Melissa Vise
Position title: Solmsen Fellow (2017-2018)
Address:
Italian Studies, New York University
The Unruly Tongue: Speech and Violence in Medieval Italy
What can words do? This project offers a historicizing twist to that question by asking what words could do in medieval Italy. I focus on the northern Italian cities, the nascent self-governing republics that arose in the midst of monarchic and seigniorial rule. The cities branded themselves as beacons of libertas, but dissimilar to the ideals of many modern republics, speech was far from free. I construct a cultural history of speech and its regulation by drawing together medical tracts, pastoral treatises, rhetorical manuals, contemporary literature, statute law, and civic, episcopal, and inquisition trial processes. This diverse source base has suggested that a narrative forefronting clerical or political persecution cannot fully explain medieval regulation of speech. Instead, I argue that the definition and prosecution of speech crimes were part of a larger and developing ethics of speech, one that identified the ability of words themselves to become weapons and that summoned all to guard against their violence. I work to identify the construction, geography, and cultural import of a moral order: the ephemeral and irretrievable yet determinative world of speech.
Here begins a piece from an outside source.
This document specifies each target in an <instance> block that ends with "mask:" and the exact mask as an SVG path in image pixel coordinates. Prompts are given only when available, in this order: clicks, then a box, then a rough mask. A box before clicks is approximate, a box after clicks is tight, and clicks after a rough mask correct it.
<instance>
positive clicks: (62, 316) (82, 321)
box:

Melissa Vise is a historian of medieval Europe whose research focuses on religious, cultural, and legal history with an emphasis on the Italian peninsula. Most recently, she was a Visiting Assistant Professor at New York University in the Department of Italian Studies. She was a Presidential Fellow at Northwestern University (2012-14), a Fellow in the Mellon Academy for Advanced Studies of the Renaissance (2013), a Charlotte Newcomb Fellow (2014-15), and a winner of the Medieval Academy of America’s Olivia Remie Constable Award (2017). Her most recent article, “The Women and the Inquisitor: Peace-making in Bologna, 1299” is forthcoming in Speculum, 2018.